Sanofi and Medtronic have entered into a diabetes-focused global alliance to develop drug-device combinations and deliver services designed to improve adherence, simplify insulin treatment, and help people with the condition better manage their health.

The value of the alliance was not disclosed, with the companies saying the alliance remains subject to negotiation and execution of a definitive agreement.

Sanofi and Medtronic did say that the alliance will combine Medtronic’s expertise in insulin pumps and continuous glucose monitoring with Sanofi’s extensive insulin portfolio and drug development expertise.

Sanofi’s products include the blockbuster Lantus®, among the world’s best-selling drugs with 2013 sales of about $7.75 billion (€5.715 billion), but which is set to lose patent protection next year.

One of the priorities of the alliance will be to deliver new drug-device combinations, including new form factors that the companies said will be affordable, convenient and easy to-use, in order to increase therapy adherence and deliver better outcomes. These efforts will focus on improving the management of Type 2 diabetes, especially for people who cannot achieve glucose control even with multiple daily injections of insulin.
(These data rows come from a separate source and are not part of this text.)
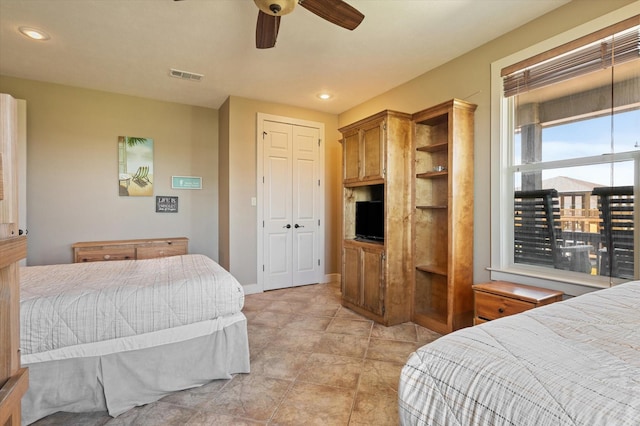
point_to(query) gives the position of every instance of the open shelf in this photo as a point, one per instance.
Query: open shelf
(443, 202)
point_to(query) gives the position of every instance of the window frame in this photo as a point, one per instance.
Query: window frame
(502, 190)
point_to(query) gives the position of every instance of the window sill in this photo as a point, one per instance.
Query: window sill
(570, 284)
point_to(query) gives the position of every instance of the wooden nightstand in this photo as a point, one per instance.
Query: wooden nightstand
(499, 299)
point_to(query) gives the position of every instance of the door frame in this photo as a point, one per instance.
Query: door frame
(260, 119)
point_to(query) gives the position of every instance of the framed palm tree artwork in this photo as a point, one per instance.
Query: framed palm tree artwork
(135, 166)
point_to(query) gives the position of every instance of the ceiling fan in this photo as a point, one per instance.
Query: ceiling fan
(335, 11)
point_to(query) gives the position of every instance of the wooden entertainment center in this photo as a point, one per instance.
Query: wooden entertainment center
(422, 163)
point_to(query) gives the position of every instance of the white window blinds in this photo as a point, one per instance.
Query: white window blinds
(608, 47)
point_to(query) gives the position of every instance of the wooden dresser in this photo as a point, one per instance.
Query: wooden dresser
(499, 299)
(149, 248)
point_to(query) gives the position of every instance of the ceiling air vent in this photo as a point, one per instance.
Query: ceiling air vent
(185, 75)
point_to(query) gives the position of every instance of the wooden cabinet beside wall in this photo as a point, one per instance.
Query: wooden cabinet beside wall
(150, 248)
(375, 275)
(14, 379)
(423, 164)
(443, 216)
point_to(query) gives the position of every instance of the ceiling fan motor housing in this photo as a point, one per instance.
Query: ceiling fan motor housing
(276, 7)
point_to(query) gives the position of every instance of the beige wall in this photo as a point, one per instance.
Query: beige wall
(468, 77)
(241, 248)
(72, 168)
(72, 159)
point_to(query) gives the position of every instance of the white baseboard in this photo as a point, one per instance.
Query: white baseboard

The other collaboration priority will be care management services, to be delivered through a program designed to guide people with Type 2 diabetes who are failing to achieve disease control on oral therapies through the initiation phase of insulin treatment.

Based on the success of the two initial priorities, Sanofi and Medtronic said, they may explore other areas for potential collaboration. The alliance will be structured as an open-innovation model, designed to draw upon the capabilities, as well as the human and financial resources, of both companies.
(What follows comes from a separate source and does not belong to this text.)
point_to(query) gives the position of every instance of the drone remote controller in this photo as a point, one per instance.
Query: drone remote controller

Sanofi and Medtronic have already agreed to serve specific Type 1 diabetes patients in Europe with an implantable insulin delivery system. The companies said they intend to add this project and additional innovative projects to the alliance.

“Through this important collaboration, Sanofi will tap into technology advances that aim to create holistic treatment solutions which take into account the individual patient’s needs,” Pascale Witz, Sanofi’s evp of global divisions & strategic development, said in a statement.

Omar Ishrak, Medtronic’s chairman and CEO, Medtronic, said the medical device giant was committed to “expanding beyond our core strength in Type 1 diabetes, to co-develop an array of technologies and patient services that will deliver superior clinical outcomes at an affordable price.

With Lantus set to lose patent protection, Sanofi and rival biopharmas are scrambling to bring new diabetes drugs to market.

Yesterday at the 74th American Diabetes Association (ADA) Scientific Sessions in San Francisco, Sanofi trumpeted positive results from three Phase III trials for a potential successor to Lantus, its insulin candidate Toujeo. Sanofi said the rate ratio (per participant-year) of night-time low blood sugar events in patients with type 2 diabetes was reduced by 31% for Toujeo compared with Lantus over the 6-month study period, according to a post-hoc pooled analysis of results from the EDITION I, II, and III trials.

Also at ADA on Saturday, Eli Lilly and Boehringer Ingelheim (BI) presented positive Phase I and Phase III results for their biosimilar version of Lantus Lilly and BI said that LY2963016 was found to be as safe and as effective as its reference product in six clinical trials.

However, Sanofi has alleged that four Lantus® patents were infringed by Lilly in the biosimilar. In January, Sanofi sued Lilly in U.S. District Court for the District of Delaware, an action that effectively scuttled Lilly’s plan to market the biosimilar next year, and delayed its entry to market until at least 2016.